The second layer here is that the Beau Biden Foundation later offered Kamala Harris a seat on their board of directors. That’s an unpaid position, but one that carries some influence, and could also run afoul of election finance law.

Making such contributions in exchange for appointments — such as a board seat — could also “raise more direct bribery questions,” according to Bradley Smith, a 2004 FEC chairman who also served as a commissioner from 2000 to 2005.

The third layer is that the sale of this donor list may represent an illegal corporate contribution to a campaign.

“They’re not charging the fair market value and that’s the way the FEC looks at things like this,” he added, pointing out that there is currently a $2,000 cap on the amount that campaigns can contribute to other campaigns.
“The fair market value of Campaign A’s list, which it gives to Campaign B, is worth $1,000. That is OK because it is still within the $2,000 limit,” von Spakovsky went on. “But assume that the value of Campaign B’s donor list is $4,000. They have just swapped lists.

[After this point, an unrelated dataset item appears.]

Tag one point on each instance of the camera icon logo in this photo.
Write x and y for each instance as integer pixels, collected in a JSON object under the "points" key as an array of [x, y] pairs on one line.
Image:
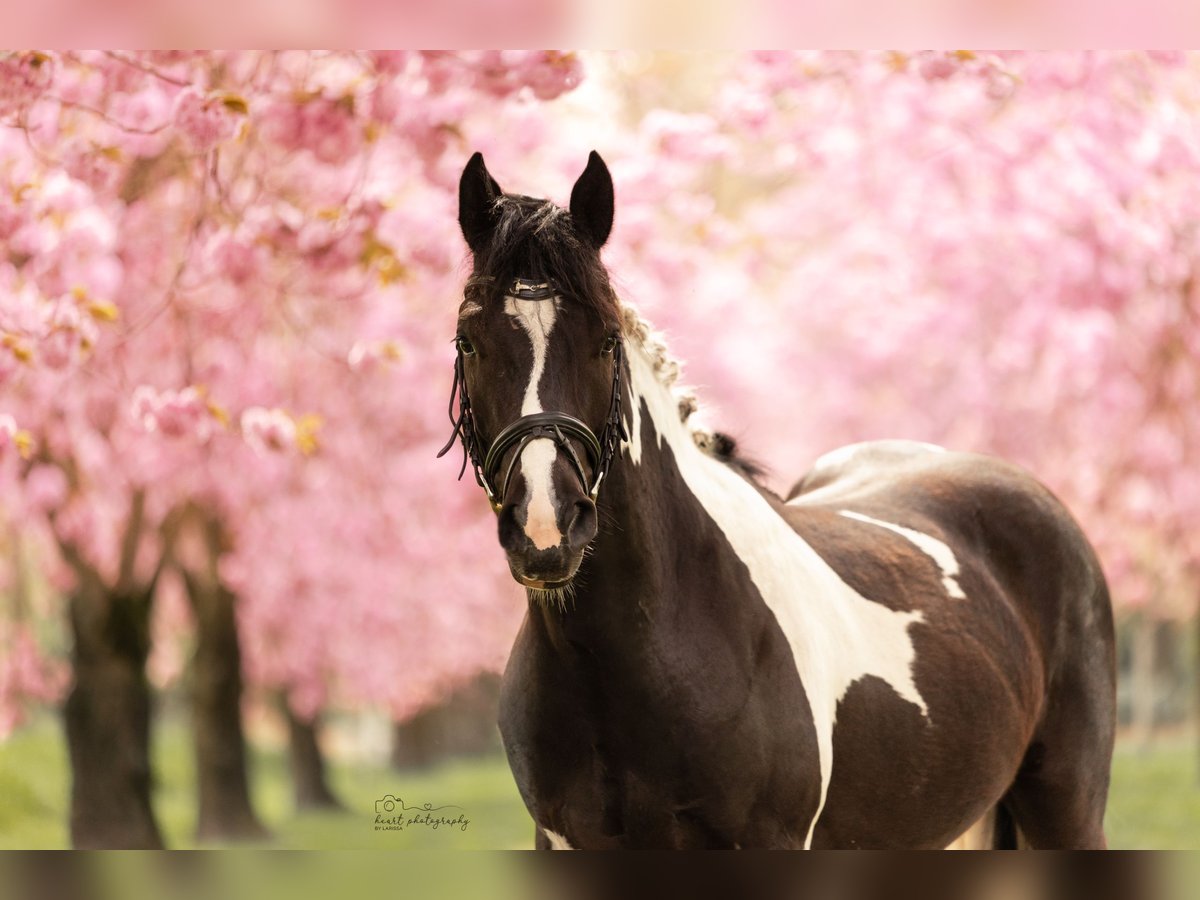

This was an uneven exchange, resulting in Campaign B making a $3,000 contribution to Campaign A, which is illegal because it violates the $2,000 contribution limit.”
If the donor list came from the foundation itself, he said, that would also amount to “an illegal corporate contribution.”

Harris never accepted the position.

All this is complex, yes; not only complex but convoluted. While there is a lot of what looks like shady dealings here, we can count on a couple of things: 

  1. Nobody in the legacy media will ask anyone involved with the Harris campaign to explain any of this.
  2. The FEC will not investigate or take any action to determine if any campaign finance laws were broken, or to bring charges if they were.

In other words, it’s just another day in the Swamp. While this seems a lot like a deliberate attempt to sidestep the FEC and federal campaign finance law, we can shine a little light on it, but the FEC won’t do anything. 

Still: Hunter’s laptop is just a gold mine, isn’t it?